Hopefully this has provided a reasonable introduction into how reactive does its thing and what microservices using Spring Boot Reactive look like.

CompuHyperGlobalMegaNet will surely dominate with this, but we aren’t finished. Oh no, not even close. We recently hired an intern and thought we could get them started on unit tests and error handling and one of the BA’s asked what the new performance stats were like on reactive (did we re-run the test? Might need to follow that up) so keep an eye out for posts in the near future.

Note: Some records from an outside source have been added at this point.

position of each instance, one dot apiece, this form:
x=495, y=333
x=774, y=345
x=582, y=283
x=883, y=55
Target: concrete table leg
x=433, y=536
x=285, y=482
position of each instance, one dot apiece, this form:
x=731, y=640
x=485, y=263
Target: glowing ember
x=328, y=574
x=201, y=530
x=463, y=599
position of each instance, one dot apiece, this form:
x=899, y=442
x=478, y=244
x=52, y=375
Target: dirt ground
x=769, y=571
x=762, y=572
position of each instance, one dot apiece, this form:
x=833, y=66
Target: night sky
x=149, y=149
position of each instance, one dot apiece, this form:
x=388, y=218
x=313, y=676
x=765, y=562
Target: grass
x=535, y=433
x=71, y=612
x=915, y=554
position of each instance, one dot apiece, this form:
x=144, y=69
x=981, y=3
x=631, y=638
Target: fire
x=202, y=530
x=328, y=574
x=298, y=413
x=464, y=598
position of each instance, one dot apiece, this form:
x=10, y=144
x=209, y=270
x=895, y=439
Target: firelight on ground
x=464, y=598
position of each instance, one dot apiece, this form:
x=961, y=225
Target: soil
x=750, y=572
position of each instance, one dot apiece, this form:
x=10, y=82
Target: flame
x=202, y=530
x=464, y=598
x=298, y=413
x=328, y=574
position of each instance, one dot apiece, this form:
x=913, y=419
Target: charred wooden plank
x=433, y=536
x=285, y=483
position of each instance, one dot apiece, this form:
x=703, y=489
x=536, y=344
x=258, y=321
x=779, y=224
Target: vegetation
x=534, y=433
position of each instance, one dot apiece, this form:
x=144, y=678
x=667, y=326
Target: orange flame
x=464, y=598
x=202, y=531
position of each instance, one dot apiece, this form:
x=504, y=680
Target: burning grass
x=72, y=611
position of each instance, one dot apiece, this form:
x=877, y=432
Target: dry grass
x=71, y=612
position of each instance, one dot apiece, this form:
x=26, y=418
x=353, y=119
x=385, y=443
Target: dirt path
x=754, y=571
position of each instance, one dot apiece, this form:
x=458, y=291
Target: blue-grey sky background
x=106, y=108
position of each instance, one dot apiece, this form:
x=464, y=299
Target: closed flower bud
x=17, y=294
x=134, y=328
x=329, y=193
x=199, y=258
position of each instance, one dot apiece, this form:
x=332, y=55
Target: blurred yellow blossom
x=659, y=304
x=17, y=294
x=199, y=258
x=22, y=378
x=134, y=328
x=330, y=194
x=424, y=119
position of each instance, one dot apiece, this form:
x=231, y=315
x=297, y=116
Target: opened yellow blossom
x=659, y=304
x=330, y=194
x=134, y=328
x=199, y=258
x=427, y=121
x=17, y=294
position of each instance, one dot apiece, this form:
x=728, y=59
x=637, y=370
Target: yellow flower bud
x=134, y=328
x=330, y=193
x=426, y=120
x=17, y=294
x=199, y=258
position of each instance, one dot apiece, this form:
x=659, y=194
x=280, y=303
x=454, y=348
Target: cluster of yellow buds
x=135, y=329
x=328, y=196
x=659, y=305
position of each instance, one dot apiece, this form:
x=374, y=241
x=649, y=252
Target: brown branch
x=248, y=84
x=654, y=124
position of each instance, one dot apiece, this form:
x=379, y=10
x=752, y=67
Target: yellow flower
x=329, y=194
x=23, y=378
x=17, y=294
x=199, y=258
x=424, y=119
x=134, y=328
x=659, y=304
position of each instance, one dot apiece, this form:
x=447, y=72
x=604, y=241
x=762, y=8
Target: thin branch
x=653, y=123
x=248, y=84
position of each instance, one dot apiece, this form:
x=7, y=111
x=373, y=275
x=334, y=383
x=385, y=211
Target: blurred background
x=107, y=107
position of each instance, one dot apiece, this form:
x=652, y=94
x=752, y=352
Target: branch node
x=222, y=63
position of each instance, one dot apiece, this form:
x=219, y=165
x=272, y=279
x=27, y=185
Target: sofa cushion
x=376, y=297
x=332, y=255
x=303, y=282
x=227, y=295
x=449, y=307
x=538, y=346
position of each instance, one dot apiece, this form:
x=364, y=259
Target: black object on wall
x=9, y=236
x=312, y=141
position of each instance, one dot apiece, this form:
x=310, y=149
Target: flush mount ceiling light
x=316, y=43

The code is available on gitlab at (https://gitlab.com/themarlogrouppublic/reactive-blogs).

Endnotes

  1. Richer than astronauts!
  2. I mean start, not golang. We are enterprise, take this seriously, please.
  3. Lots of flame graph tools measure CPU usage and computers are smart enough to not worry the CPU with IO tasks. I was actually surprised at the amount of time the JVM spends in the compiler here and wonder how long I would need to run it for to get the majority of samples to be business logic rather than JVM. I sense a follow up post!
  4. Yes, it did (but with something far more important than this. In my defense the client was using my test environment 🙃).
  5. Calls to subscribe() are meant to be non blocking, however in the log here we can see these are all executing on the main thread, i.e. the thread is blocked. I think this is a spring context specific thing, but I don’t actually know why this happens. ¯\(ツ)
  6. We wont have to be nearly as careful once we get those automated tests the QA team have been banging on about for ages.